Her eyes narrowed on me. “I do not doubt that, but that is not all. What has happened?”
I did not know how much to share. I could not give away Cameron’s role as the writer of The Green Door without making him look terrible. Despite what I had said earlier, I did not despise him. In fact, I felt much the opposite. I only knew I could never trust him again.
“I discovered the author who wrote those horrible articles about me.”
“Don’t let that get you down,” Aunt Georgina said with a disregarding wave of her hands. “Wendel is a pompous moron who escaped his own countrymen to be hated by ours.”
“No, it wasn’t Mr. Wendel, it was—”
She lifted her eyebrows and I wondered whether we were speaking of the same thing. She came out with the name so readily I could not help my growing suspicion. “How do you know that?” I asked instead.
“Because I have orchestrated gossip for the newspapers for years, darling. For payment, of course.” She took a sip of tea, unbothered by the fact that she just admitted she threw her friends into the lion’s den for money. “I did not do so for years without earning favors of my own. When they turned nasty, I knew Lord Cameron had ceased to write for them and I had to know who it was.”
“You knew about Cameron?”
She scoffed. “Of course I knew about Lord Cameron.”
“Well,” I said, focusing on Coco’s pouting eyes, tears pooling in my own. “I did not.”
The silence was thick until Aunt Georgina finally spoke. I could hear her grin through her words. “And I thought the rumors false. But you have fallen for him, haven’t you?”
I was afraid to admit it aloud. “Yes. But it can never be. I could never trust him.”
“Oh, pish,” she said. “It has nothing to do with trust and everything to do with his intent. Did he set out to hurt you?”
“No, but—”
“Has he spread false rumors and lies about you?”
“Of course not, but—”
“Then what is there to be so angry about?”
I stared at her, smugly sitting in her golden armchair, and saw her differently. Could she really be so callous? “He used me! I happen to value integrity. I made a decision long ago that I couldn’t marry, for it would be forcing me to give my power to a man.

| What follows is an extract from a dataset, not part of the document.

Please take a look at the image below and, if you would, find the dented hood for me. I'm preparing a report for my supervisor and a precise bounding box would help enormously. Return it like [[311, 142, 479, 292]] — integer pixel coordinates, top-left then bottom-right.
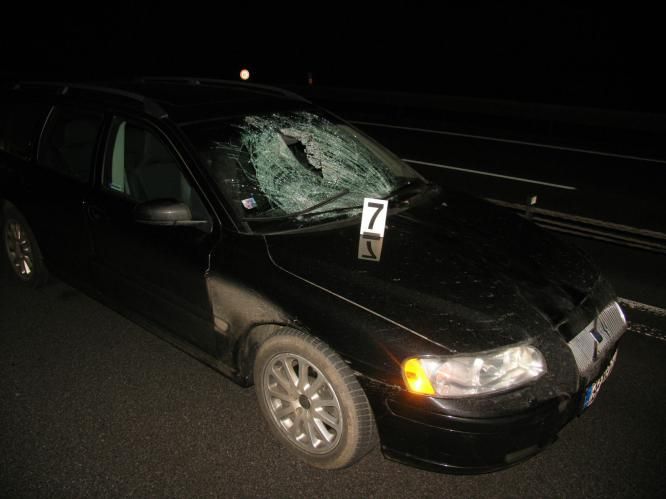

If I give that up now to the first man I have deep feelings for then what is it saying about my ability to stick to my ideals? How am I valuing myself if I readily disregard the ways he has hurt me?”
“It was not his idea,” Aunt Georgina said. “Who do you think the busy Society matron was who entertained all of the witless victims?” She spread her arms out in indication.
So she really was so callous.
I stood to depart, forcing Coco to jump from my lap. “We are leaving in the morning and I will miss you terribly.” I stepped forward and kissed her cheek. I did not respect her anymore, but I still loved her. “I do not know if I shall return. I have many things to figure out first.”
I was close to telling her that Father had lost all of our money gambling but decided not to feed the gossip mill. It was a difficult thing to learn that I must guard myself in the future in what I said to Aunt Georgina.
“Come visit us the moment you return, darling. Coco and I shall miss you immensely.”
I took my leave. I felt a lesser degree of hurt when I discovered Aunt Georgina knew who was behind everything than I had when learning of Cameron’s role. It was evident that my feelings for him were not fleeting, for the pain only grew in time. The more I considered how I had hurt him with the things I said, the worse I felt. I would never be able to leave town without first apologizing.
As my coachman handed me up into my carriage, I said, “To Rosalynn’s house, please.”